Le gouvernement affirme que les signaux d’alerte dans les fichiers attireront l’attention sur les cas à traiter en urgence. Mais le Professeur Hedy Cleaver, chercheur à l’Université de Londres, conteste ces affirmations, déclarant que le système sera extrêmement complexe étant donné que seuls certains professionels, ainsi que le médecin référent, auront accès à toutes les données, cela pour éviter les atteintes aux règles de confidentialité. (... Le professeur Cleaver, qui dirigeait l’an dernier l’évaluation de 10 projets pilotes du ministère de l’Education concernant le développement des bases de données locales, a déclaré devant les députés que six de ces programmes avaient jusqu’à présent exclu l’utilisation de ces signaux d’alerte).

  • Violation de la vie privée

Viennent ensuite, les inquiétudes concernant les violations de la vie privée dans le cadre de la famille.

Actuellement, seuls les soupçons de maltraitance et de manque de soins peuvent faire l’objet d’inscriptions dans un dossier sans le consentement des parties intéressées. Mais, dans le nouveau fichier, les personnels en charge d’enfants pourront entrer toutes sortes de données, y compris des renseignements jugés confidentiels en droit. Le professeur Monro déclare que cela pourrait amener les parents à penser qu’ils font l’objet de soupçons constants.

Le gouvernement propose maintenant que les généralistes demandent l’accord des familles avant d’enregistrer certaines données pour éviter qu’elles aient l’impression qu’on leur met le couteau sous la gorge. Mais M. Thomas réplique que cette solution soulève d’autres problèmes. Ce qu’un individu accepterait qu’on signale quand il avait quatre ans n’est pas forcément vrai quand il arrive à l’adolescence.

  • Une opération extrêmement coûteuse

Ces problèmes techniques font craindre une augmentation considérable du coût de l’opération. Mme Hodge a déclaré devant la commission parlementaire que la réalisation de ce fichier coûterait quelques petites centaines de millions de livres [3]. Mais M. Thomas en estime le coût à un milliard de livres. Il pense également que le coût de fonctionnement sera énorme, puisqu’il faudra constamment contrôler les informations et les remettre à jour pour qu’elles correspondent à la réalité. Il explique que les familles déménagent souvent (40% des familles changent d’adresse à Londres chaque année) et les enfants changent souvent de nom à cause des divorces et des remariages.
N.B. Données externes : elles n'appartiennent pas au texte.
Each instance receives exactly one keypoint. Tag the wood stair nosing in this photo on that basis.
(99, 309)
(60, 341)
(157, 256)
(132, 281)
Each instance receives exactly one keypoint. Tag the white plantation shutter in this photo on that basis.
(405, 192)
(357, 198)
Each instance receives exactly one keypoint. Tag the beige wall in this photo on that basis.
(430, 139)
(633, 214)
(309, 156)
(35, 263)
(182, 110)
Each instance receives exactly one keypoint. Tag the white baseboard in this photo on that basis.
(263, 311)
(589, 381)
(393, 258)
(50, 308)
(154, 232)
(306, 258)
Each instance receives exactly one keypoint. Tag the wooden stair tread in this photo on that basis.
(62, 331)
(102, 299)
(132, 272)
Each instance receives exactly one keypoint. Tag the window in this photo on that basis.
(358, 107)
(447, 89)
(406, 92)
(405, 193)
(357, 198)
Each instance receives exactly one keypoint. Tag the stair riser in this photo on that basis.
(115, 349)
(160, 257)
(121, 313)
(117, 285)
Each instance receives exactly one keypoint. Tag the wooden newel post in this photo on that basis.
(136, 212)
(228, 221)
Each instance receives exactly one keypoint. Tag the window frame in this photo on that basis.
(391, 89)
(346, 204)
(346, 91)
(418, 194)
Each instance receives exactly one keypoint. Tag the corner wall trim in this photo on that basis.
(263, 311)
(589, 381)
Le gouvernement devrait annoncer un calendrier de mise en œuvre de cette base de données à l’automne prochain. La commission parlementaire pour l’Education informe le ministère que leur vision optimiste de ce projet est en contradiction avec les conclusions d’observateurs indépendants.
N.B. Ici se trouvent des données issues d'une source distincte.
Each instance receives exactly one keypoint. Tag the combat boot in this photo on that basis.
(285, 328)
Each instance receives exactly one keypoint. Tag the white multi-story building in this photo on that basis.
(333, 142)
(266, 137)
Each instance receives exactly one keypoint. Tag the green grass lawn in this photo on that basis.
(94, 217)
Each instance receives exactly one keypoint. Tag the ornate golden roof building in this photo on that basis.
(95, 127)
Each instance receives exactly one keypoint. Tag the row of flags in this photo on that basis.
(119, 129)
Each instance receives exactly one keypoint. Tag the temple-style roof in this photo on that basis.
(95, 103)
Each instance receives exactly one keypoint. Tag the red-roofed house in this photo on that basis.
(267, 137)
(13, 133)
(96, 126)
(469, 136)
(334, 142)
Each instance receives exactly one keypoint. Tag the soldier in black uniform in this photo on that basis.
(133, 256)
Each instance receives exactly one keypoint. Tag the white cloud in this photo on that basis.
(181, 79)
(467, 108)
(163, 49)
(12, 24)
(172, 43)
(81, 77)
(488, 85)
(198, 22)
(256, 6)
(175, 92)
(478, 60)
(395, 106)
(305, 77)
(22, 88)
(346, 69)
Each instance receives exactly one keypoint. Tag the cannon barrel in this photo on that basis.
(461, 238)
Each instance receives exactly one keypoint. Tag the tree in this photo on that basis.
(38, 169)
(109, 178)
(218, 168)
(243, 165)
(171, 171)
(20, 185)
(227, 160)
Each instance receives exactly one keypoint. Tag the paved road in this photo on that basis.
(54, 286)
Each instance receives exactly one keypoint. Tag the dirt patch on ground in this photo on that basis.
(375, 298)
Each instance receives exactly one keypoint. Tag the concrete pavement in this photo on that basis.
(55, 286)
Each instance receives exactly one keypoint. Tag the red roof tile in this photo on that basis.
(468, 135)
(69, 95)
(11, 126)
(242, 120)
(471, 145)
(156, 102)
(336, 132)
Cependant, Mme Hodge a assuré : « Tout ce que je peux vous dire, c’est que nous sommes déterminés à ce que cela fonctionne bien ».

Notes

[1D’après une enquête réalisée par le Haut-Commissaire à l’Enfance (sorte de médiateur responsable de problèmes de l’Enfance indépendant du gouvernement).
Source : « Children fear intrusion of national database, report finds », article de David Batty, publié le 8 septembre 2006 dans le Guardian (traduction en français).

[2Source : « Information overload », article de David Batty, publié le 18 février 2005 dans le Guardian (traduction en français ).

[3En septembre 2006, le gouvernement l’évaluait à 224 millions de livres.